On 2023/1/13 23:33, Matthew Wilcox wrote:
> On Thu, Jan 12, 2023 at 04:30:01PM +0800, Kefeng Wang wrote:
>> Convert do_anonymous_page() to use a folio and replace related functions
>> to folio functions.
>
> I think this patch has a prerequisite of sorting out
> alloc_zeroed_user_highpage_movable().
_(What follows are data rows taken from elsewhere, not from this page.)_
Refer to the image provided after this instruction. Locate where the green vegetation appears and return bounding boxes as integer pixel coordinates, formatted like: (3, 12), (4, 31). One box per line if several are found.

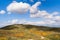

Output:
(0, 24), (60, 40)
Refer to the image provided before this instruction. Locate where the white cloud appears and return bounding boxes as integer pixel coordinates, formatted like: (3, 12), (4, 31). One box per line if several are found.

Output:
(7, 1), (30, 13)
(30, 0), (34, 2)
(30, 2), (41, 14)
(0, 10), (6, 14)
(7, 1), (60, 26)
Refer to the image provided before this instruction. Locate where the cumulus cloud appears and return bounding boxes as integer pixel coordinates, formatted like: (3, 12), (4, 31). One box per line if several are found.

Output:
(30, 2), (41, 14)
(0, 10), (6, 14)
(7, 1), (30, 13)
(7, 1), (60, 26)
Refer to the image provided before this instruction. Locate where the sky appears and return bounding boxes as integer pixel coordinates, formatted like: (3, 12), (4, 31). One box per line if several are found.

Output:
(0, 0), (60, 27)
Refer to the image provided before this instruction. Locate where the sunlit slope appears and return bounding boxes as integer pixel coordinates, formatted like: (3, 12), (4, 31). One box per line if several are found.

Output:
(0, 24), (60, 40)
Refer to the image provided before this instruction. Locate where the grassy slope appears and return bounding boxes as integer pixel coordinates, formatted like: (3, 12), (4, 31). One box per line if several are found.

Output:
(0, 24), (60, 40)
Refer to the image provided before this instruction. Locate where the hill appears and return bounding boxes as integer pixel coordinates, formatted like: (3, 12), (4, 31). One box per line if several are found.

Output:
(0, 24), (60, 40)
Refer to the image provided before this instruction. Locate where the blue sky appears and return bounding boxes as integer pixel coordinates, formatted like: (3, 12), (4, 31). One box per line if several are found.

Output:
(0, 0), (60, 27)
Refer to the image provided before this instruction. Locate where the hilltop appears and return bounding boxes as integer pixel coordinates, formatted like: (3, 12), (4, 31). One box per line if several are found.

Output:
(0, 24), (60, 40)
That way we can get rid of
> the 'page' variable inside this function altogether.
How about provide a wrapper like
folio_alloc_zeroed_user_highmem_movable(), but the is a little bit long.
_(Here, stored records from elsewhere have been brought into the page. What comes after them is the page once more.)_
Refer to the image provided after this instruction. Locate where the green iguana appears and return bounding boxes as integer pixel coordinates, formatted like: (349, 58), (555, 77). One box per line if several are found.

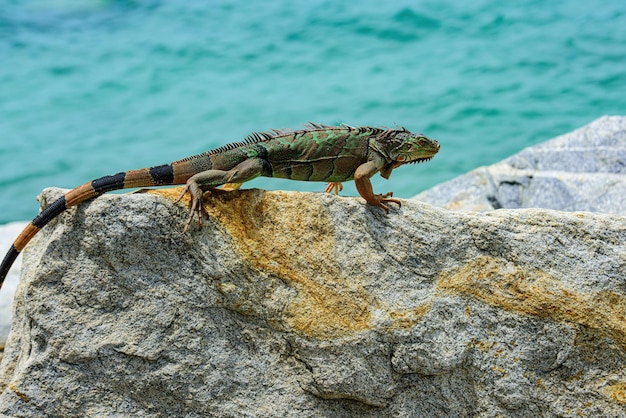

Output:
(0, 124), (439, 287)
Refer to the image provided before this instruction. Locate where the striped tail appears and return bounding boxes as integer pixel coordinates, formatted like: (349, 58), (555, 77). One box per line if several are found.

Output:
(0, 163), (183, 288)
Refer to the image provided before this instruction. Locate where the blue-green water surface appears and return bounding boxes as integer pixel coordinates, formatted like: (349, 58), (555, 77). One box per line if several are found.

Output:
(0, 0), (626, 223)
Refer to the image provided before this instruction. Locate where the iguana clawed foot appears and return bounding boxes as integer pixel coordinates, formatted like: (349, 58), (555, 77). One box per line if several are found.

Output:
(367, 192), (402, 213)
(176, 182), (209, 234)
(324, 181), (343, 196)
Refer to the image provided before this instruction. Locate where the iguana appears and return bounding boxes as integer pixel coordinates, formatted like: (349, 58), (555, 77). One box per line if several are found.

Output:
(0, 123), (439, 287)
static inline struct folio *
folio_alloc_zeroed_user_highmem_movable(struct vm_area_struct *vma,
unsigned long vaddr)
{
struct folio *folio = NULL;
struct page *page;
page = alloc_zeroed_user_highpage_movable(vma, vaddr);
if (page)
folio = page_folio(page);
return folio;
}
>
>> inc_mm_counter(vma->vm_mm, MM_ANONPAGES);
>> page_add_new_anon_rmap(page, vma, vmf->address);
>
> folio_add_new_anon-rmap().
ok, will update.
>
>> - lru_cache_add_inactive_or_unevictable(page, vma);
>> + folio_add_lru_vma(folio, vma);
On 2023/1/13 23:37, Matthew Wilcox wrote:
> On Thu, Jan 12, 2023 at 04:30:02PM +0800, Kefeng Wang wrote:
>> - vmf->cow_page = alloc_page_vma(GFP_HIGHUSER_MOVABLE, vma, vmf->address);
>> - if (!vmf->cow_page)
>> + cow_folio = vma_alloc_folio(GFP_HIGHUSER_MOVABLE, 0, vma, vmf->address,
>> + false);
>> + if (!cow_folio)
>
> I have a patch I've been sitting on that converts vmf->cow_page to be
> a folio. I think this series is well and truly wrecked at this point,
> so let me go back and dig it out; see if it still makes sense.
>
For now, as vmf->page and vmf->cow_page used in do_cow_page(), it only
supports cow on a page, and after converting, the folio still is 0 order,
> I'm a bit unsure about it because maybe we want to allocate
> high(ish)-order folios on COW fault, and if we do, then maybe we want
> to align them in some way with the virtual addresses, or the other
> folios in the VMA. And then we might want to indicate the precise
> page for this page fault rather than have this page fault be the
> start of a multi-order folio.
>
This means that if high(ish)-order folios/multi-order folio on cow, it
needs additional jobs and precise page for this pagefault, but for
order-0, the converting is right but could break/mislead future logical?
not very clear about this part, but let's wait for your patches.